Gen. Dwight D. Eisenhower had his resignation letter ready for a reason: the success of Operation Overlord was never a given.
When the Allies stormed the beaches of Normandy on June 6, 1944, they faced daunting odds as they attacked the Nazis’ “Atlantic Wall.”
“If any blame or fault attaches to the attempt it is mine alone,” Eisenhower wrote in a statement to be read to the American people in the event of failure.
The statement proved unnecessary — the largest amphibious assault in military history was a success, though 4,414 allied troops were killed that day. But given the slim margins for victory, it begs the question: What if D-Day had failed?
A common conclusion among armchair generals is that Germany would have gone on to win the war, but that might have been an unlikely scenario.
“By that point in the war, the Russians are barreling toward Germany,” said Kurt Piehler, director of Florida State University’s Institute on World War II and the Human Experience. “The outcome if D-Day failed is the Soviets would have liberated France, which would have had a very different postwar map.”
Around the time of D-Day, the tide had begun to turn on the eastern front, where the Soviets had expelled the Germans from Russian territory at enormous cost after three years of fighting.

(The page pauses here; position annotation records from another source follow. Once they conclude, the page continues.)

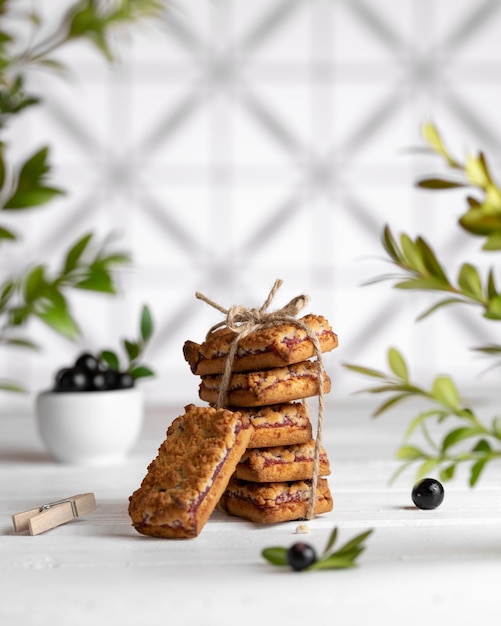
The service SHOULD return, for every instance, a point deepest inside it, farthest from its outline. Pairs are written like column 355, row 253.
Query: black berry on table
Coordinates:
column 87, row 361
column 98, row 381
column 428, row 493
column 300, row 556
column 73, row 379
column 124, row 380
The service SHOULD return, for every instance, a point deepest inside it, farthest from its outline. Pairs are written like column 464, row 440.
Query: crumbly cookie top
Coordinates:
column 270, row 495
column 264, row 379
column 279, row 338
column 257, row 458
column 196, row 445
column 289, row 413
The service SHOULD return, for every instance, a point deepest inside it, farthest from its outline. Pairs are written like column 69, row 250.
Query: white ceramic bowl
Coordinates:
column 90, row 427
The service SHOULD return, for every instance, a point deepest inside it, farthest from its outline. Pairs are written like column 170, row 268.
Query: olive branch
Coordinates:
column 470, row 440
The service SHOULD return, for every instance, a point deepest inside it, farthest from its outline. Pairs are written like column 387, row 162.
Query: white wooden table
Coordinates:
column 434, row 567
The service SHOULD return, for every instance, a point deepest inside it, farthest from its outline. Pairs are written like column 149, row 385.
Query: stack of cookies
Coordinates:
column 272, row 374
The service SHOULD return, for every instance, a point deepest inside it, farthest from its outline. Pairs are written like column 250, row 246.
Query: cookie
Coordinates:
column 266, row 387
column 185, row 481
column 270, row 503
column 281, row 463
column 279, row 424
column 268, row 348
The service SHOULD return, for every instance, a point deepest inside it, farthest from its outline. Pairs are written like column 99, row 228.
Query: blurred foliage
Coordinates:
column 419, row 268
column 38, row 292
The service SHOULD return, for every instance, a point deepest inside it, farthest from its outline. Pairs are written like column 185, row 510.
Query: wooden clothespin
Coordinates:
column 54, row 514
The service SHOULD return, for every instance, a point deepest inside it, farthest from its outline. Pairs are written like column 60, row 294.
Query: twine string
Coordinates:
column 243, row 321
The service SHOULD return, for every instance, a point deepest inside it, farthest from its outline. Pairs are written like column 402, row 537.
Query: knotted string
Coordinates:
column 243, row 321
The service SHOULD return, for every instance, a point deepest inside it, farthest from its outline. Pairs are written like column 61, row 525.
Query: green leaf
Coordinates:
column 457, row 435
column 146, row 324
column 493, row 242
column 409, row 453
column 141, row 371
column 333, row 562
column 469, row 281
column 34, row 283
column 111, row 359
column 412, row 254
column 438, row 183
column 491, row 285
column 275, row 555
column 75, row 253
column 7, row 234
column 133, row 349
column 31, row 190
column 496, row 427
column 397, row 364
column 445, row 392
column 493, row 309
column 483, row 446
column 430, row 261
column 427, row 284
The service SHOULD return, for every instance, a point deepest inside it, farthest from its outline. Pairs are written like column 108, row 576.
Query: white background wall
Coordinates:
column 238, row 142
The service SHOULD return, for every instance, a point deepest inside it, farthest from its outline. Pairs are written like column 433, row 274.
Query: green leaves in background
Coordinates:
column 133, row 349
column 39, row 294
column 447, row 452
column 343, row 558
column 423, row 271
column 483, row 215
column 30, row 188
column 94, row 21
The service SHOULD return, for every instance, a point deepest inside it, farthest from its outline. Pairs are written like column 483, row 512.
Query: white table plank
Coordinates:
column 440, row 566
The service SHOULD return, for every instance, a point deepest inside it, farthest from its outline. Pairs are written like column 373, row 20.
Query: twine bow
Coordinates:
column 243, row 321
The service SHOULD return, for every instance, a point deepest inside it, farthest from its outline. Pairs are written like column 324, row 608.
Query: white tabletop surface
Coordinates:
column 432, row 567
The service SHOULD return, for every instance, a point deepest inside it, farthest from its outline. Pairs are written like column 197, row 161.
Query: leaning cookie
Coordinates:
column 267, row 348
column 279, row 424
column 282, row 463
column 282, row 384
column 185, row 481
column 270, row 503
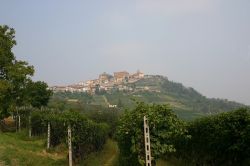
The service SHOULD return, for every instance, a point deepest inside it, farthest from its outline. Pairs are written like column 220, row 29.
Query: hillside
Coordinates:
column 186, row 102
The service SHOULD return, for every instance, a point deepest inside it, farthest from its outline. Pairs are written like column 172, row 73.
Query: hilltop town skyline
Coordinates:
column 203, row 44
column 105, row 82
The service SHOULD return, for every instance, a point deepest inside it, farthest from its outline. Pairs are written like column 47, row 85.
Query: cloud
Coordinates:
column 125, row 50
column 173, row 7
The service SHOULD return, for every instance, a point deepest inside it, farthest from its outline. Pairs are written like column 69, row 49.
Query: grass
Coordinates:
column 18, row 150
column 107, row 157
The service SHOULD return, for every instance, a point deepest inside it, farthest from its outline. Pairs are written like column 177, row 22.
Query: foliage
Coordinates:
column 15, row 78
column 164, row 126
column 222, row 139
column 87, row 136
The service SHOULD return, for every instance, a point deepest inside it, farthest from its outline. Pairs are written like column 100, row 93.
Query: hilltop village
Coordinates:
column 106, row 82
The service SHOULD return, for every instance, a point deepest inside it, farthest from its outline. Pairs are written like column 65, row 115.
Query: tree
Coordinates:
column 119, row 104
column 14, row 74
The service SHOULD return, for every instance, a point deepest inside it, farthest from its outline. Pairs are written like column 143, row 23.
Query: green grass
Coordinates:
column 17, row 149
column 107, row 157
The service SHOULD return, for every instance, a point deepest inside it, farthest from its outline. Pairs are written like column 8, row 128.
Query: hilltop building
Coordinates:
column 105, row 82
column 121, row 76
column 105, row 78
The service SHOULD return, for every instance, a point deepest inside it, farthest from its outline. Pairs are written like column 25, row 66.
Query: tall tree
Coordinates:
column 14, row 74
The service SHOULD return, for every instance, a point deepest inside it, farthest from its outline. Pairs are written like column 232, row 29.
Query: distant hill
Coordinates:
column 186, row 102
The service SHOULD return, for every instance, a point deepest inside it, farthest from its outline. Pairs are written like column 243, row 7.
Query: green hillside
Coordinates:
column 186, row 102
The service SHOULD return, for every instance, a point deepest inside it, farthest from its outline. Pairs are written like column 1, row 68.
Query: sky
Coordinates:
column 204, row 44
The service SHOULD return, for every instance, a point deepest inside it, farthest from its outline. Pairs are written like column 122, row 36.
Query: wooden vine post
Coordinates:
column 48, row 138
column 19, row 123
column 147, row 142
column 29, row 126
column 70, row 145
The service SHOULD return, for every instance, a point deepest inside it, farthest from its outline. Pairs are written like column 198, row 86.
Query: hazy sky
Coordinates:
column 204, row 44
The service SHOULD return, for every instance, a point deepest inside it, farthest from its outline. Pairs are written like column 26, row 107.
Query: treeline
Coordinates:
column 222, row 139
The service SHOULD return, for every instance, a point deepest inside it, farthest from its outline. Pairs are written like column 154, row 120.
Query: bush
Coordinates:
column 222, row 139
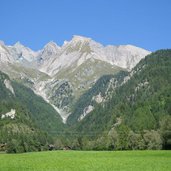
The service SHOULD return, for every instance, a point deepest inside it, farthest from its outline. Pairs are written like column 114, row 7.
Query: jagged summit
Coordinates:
column 77, row 38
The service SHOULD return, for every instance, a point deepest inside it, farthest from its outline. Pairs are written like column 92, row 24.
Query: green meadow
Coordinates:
column 87, row 161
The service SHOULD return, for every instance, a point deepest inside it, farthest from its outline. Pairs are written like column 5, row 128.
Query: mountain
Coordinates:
column 62, row 74
column 25, row 118
column 136, row 114
column 109, row 97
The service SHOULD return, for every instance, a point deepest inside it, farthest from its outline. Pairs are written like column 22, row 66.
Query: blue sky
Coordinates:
column 144, row 23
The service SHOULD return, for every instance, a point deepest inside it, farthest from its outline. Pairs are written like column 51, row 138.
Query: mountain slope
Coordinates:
column 62, row 74
column 141, row 103
column 25, row 118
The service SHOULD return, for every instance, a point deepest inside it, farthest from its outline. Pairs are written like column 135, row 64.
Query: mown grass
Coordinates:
column 87, row 161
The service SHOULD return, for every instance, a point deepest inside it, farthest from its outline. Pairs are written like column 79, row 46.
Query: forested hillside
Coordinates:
column 25, row 118
column 139, row 110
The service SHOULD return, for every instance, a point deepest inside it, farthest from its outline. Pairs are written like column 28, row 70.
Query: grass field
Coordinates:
column 87, row 161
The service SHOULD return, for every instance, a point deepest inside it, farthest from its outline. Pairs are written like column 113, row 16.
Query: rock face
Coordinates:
column 62, row 74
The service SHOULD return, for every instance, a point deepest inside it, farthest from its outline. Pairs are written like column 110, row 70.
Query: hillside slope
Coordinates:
column 142, row 102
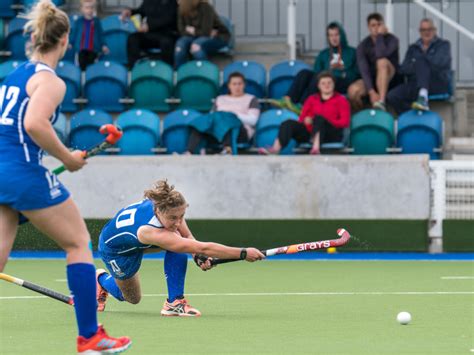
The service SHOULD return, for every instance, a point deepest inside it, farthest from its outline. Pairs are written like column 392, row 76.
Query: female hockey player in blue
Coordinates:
column 157, row 221
column 29, row 100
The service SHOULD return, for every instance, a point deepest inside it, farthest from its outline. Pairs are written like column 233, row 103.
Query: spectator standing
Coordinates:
column 377, row 59
column 244, row 106
column 427, row 67
column 86, row 37
column 338, row 58
column 201, row 30
column 158, row 29
column 322, row 120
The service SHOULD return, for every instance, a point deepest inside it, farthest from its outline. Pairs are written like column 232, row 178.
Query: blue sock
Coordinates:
column 175, row 273
column 81, row 280
column 109, row 284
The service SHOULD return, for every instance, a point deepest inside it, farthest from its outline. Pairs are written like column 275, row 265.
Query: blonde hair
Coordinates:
column 164, row 196
column 47, row 25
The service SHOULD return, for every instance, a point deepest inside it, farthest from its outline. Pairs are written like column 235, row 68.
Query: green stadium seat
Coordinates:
column 152, row 84
column 372, row 132
column 197, row 85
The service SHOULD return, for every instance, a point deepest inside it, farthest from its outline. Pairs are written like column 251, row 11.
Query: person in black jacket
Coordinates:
column 159, row 30
column 427, row 66
column 377, row 59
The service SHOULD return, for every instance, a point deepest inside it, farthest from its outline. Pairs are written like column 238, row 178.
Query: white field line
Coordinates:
column 267, row 294
column 457, row 277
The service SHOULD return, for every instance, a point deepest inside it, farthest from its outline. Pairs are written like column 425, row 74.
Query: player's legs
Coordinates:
column 131, row 289
column 385, row 73
column 175, row 273
column 63, row 223
column 8, row 228
column 356, row 92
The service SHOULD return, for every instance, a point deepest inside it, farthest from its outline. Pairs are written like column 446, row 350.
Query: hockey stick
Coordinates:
column 114, row 133
column 298, row 248
column 39, row 289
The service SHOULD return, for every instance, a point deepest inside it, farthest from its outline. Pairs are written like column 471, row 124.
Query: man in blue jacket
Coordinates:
column 427, row 67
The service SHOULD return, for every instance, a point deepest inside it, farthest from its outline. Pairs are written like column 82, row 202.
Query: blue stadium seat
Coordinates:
column 84, row 132
column 282, row 75
column 254, row 73
column 60, row 126
column 372, row 132
column 106, row 84
column 15, row 41
column 6, row 10
column 71, row 74
column 420, row 132
column 116, row 33
column 141, row 132
column 227, row 23
column 176, row 130
column 152, row 84
column 7, row 67
column 197, row 85
column 268, row 125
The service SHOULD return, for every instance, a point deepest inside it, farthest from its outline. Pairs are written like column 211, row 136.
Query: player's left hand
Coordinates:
column 203, row 262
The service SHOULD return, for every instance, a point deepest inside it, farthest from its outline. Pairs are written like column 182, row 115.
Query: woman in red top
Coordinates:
column 322, row 120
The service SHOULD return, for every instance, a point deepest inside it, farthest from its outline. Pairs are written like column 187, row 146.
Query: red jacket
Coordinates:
column 336, row 110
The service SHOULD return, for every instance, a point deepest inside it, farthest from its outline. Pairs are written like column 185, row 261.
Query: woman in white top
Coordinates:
column 244, row 106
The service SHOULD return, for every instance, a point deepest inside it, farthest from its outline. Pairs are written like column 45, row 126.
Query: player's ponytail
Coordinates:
column 47, row 25
column 164, row 196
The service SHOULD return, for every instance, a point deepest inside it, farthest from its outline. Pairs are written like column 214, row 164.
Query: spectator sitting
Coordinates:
column 377, row 59
column 244, row 106
column 202, row 31
column 86, row 37
column 339, row 58
column 157, row 31
column 322, row 120
column 427, row 66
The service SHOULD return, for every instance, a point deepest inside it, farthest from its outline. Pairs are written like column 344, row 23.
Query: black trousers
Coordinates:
column 291, row 129
column 401, row 96
column 196, row 137
column 86, row 58
column 305, row 85
column 139, row 42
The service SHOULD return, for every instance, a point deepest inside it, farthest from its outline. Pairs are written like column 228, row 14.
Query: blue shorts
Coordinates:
column 26, row 187
column 121, row 267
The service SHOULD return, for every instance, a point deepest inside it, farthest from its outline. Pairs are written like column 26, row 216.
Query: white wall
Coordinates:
column 255, row 187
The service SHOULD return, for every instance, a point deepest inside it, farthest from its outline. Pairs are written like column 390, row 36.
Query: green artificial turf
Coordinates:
column 350, row 308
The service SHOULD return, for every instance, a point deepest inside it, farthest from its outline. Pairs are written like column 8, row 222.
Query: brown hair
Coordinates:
column 326, row 74
column 374, row 16
column 164, row 196
column 47, row 25
column 235, row 74
column 188, row 8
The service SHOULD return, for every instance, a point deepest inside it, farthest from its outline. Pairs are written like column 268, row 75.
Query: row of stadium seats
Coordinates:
column 371, row 132
column 8, row 8
column 115, row 34
column 153, row 84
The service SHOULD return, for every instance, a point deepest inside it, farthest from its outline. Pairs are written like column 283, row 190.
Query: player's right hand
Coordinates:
column 254, row 255
column 75, row 161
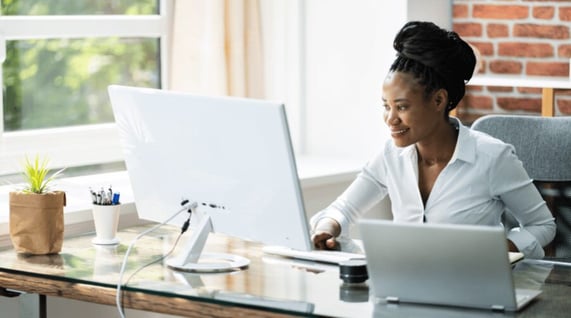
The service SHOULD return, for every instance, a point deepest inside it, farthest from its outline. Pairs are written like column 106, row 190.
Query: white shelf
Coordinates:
column 519, row 81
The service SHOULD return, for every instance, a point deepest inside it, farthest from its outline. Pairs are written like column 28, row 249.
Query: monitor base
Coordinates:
column 212, row 263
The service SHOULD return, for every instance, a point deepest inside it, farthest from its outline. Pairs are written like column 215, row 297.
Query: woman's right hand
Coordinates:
column 324, row 234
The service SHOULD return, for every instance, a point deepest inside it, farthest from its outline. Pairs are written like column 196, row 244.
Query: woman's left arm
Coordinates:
column 513, row 186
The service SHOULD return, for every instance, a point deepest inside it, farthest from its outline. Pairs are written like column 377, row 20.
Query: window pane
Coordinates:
column 78, row 7
column 63, row 82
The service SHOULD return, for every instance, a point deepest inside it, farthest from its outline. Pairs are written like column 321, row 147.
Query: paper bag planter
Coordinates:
column 36, row 222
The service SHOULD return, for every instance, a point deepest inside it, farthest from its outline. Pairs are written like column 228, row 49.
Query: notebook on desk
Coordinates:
column 441, row 264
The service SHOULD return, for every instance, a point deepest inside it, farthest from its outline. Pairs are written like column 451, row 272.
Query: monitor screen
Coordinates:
column 232, row 156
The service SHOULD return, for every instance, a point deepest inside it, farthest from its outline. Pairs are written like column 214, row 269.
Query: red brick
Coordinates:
column 547, row 68
column 468, row 29
column 478, row 102
column 506, row 67
column 469, row 118
column 529, row 90
column 510, row 12
column 565, row 13
column 485, row 48
column 523, row 49
column 564, row 50
column 514, row 103
column 474, row 88
column 541, row 31
column 564, row 106
column 496, row 30
column 459, row 11
column 500, row 89
column 546, row 13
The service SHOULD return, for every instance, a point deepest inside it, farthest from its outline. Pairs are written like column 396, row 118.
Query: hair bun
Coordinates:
column 442, row 50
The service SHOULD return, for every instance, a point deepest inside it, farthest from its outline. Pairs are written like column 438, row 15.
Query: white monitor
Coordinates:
column 231, row 156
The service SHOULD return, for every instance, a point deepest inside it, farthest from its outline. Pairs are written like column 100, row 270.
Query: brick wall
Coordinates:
column 515, row 37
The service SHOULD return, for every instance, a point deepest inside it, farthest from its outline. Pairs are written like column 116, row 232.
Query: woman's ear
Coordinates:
column 440, row 99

Just two weeks after D-Day, the Soviets launched Operation Bagration, a surprise attack involving 1.5 million Russian troops who blasted through the German army in Belarus. The operation was the beginning of what would be some of the largest losses for the German military during the war. The Russians would wipe out 28 of 34 German army divisions on the eastern front during the Bagration campaign.
By August, the Red Army was on the doorstep of Warsaw and Berlin wasn’t far off. At the same time, allies had made it to Paris. But if D-Day failed, it would have taken time for the U.S. to regroup for another invasion. It took years of planning to launch D-Day in the first place.
“Roosevelt really hated the Nazis, so I see him as persevering,” Piehler said.
It isn’t clear how the Germans would have reacted in the event of a D-Day victory. They might have moved forces east to deal with the Russians, but Hitler also would have been concerned about being attacked again in the West.
Nonetheless, by this point, the Russians had momentum. “The dirty secret is the Russians were going to win the war,” said Stephen Bourque, professor emeritus of military history at the School of Advanced Military Studies in Fort Leavenworth, Kan. “They (the Russians) are moving pretty quick at this point.”
If D-Day failed, “the Russians would have ended up in France,” Bourque said. “The Russians could have ended up in the Netherlands or Belgium. What would that have been like?”
It could be argued that D-Day, more than being a decisive factor in winning the war in Europe, ultimately saved western Europe from being dominated by the Soviet Union in the way other countries were under the Iron Curtain during the postwar period. While Britain declared war on Germany over its annexation of Poland, the U.S. and Britain essentially ceded the country to the Soviets who liberated it from the Nazis.
After Germany’s surrender, Europe was divided and countries like East Germany, Poland, Romania, Czechoslovakia and Bulgaria served as satellite states of the Soviet Union.
Would the U.S. have ceded all of Germany and France — the bulk of Western Europe — to the Soviets if the Red Army had pushed through because of D-Day’s failure? If the U.S. demanded the Soviets pull back, would Joseph Stalin have complied or staked his claim? And if the Soviets held their position, would the Cold War have come to an immediate, violent head in 1945?
Historians say it’s impossible to guess how it all could have played out.
But by late summer of 1945, when President Harry S. Truman and Joseph Stalin met in Potsdam, Germany, to finalize the postwar map, the military balance of power had dramatically changed in the American’s favor.
Truman let his Russian counterpart know in Potsdam that the U.S. had developed a new secret weapon without offering details. Days before their meeting, the U.S. had successfully tested the atomic bomb.
If D-Day had failed, and the Soviets were deep into western Europe by war’s end, Truman could have used the threat of a nuclear attack to force Stalin back.
Truman would soon show a willingness to deploy his secret weapon.
During the Potsdam meetings, it was agreed that the Soviets would join the war against Japan, with an invasion date of Aug. 15. But Truman, perhaps leery about the Russians gaining a foothold in the Pacific and eager to send a message to Stalin about overreaching in Europe, ordered a nuclear strike shortly before the Soviets were to join the fight.
On Aug. 6, the U.S. dropped the first of two nuclear bombs on Japan, which brought an end to the war there and marked the start of the Cold War. Four years later, the Soviets had a nuclear bomb of their own.